Die Schweiz zieht das Urteil im Fall Dogu Perincek wegen seiner Äusserungen zum Völkermord an den Armeniern an die Grosse Kammer des Europäischen Gerichtshofs für Menschenrechte (EGMR) weiter. Sie will wissen, wie gross ihr Spielraum bei der Anwendung der Antirassismusstrafnorm ist.
Das Gericht hatte die Schweiz gerügt. Die Schweiz werde den EGMR um eine Neubeurteilung durch die Grosse Kammer ersuchen, teilte das Bundesamt für Justiz am Dienstag mit.
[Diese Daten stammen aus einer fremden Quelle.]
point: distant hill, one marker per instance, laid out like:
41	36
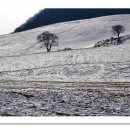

Die Neubeurteilung soll Klarheit darüber schaffen, welchen Spielraum die Schweizer Behörden bei der Anwendung der Antirassismusstrafnorm haben.
Der EGMR war in seinem Urteil vom 17. Dezember zum Schluss gekommen, dass die Schweiz mit der Verurteilung des türkischen Nationalisten wegen Rassendiskriminierung das Recht auf freie Meinungsäusserungen verletzt hatte.
Dogu Perincek hatte 2005 in mehreren Reden in der Schweiz den Völkermord an den Armeniern von 1915 bis 1917 im Osmanischen Reich als «internationale Lügen» bezeichnet. Die Waadtländer Justiz verurteilte ihn wegen Rassendiskriminierung.
Das Bundesgericht bestätigte das Urteil. Die Gesellschaft Schweiz-Armenien hatte sich nach dem Urteil dafür stark gemacht, dass die Schweiz Rekurs vor der grossen Kammer einlegt.
Gesellschaft Schweiz-Armenien «sehr erfreut»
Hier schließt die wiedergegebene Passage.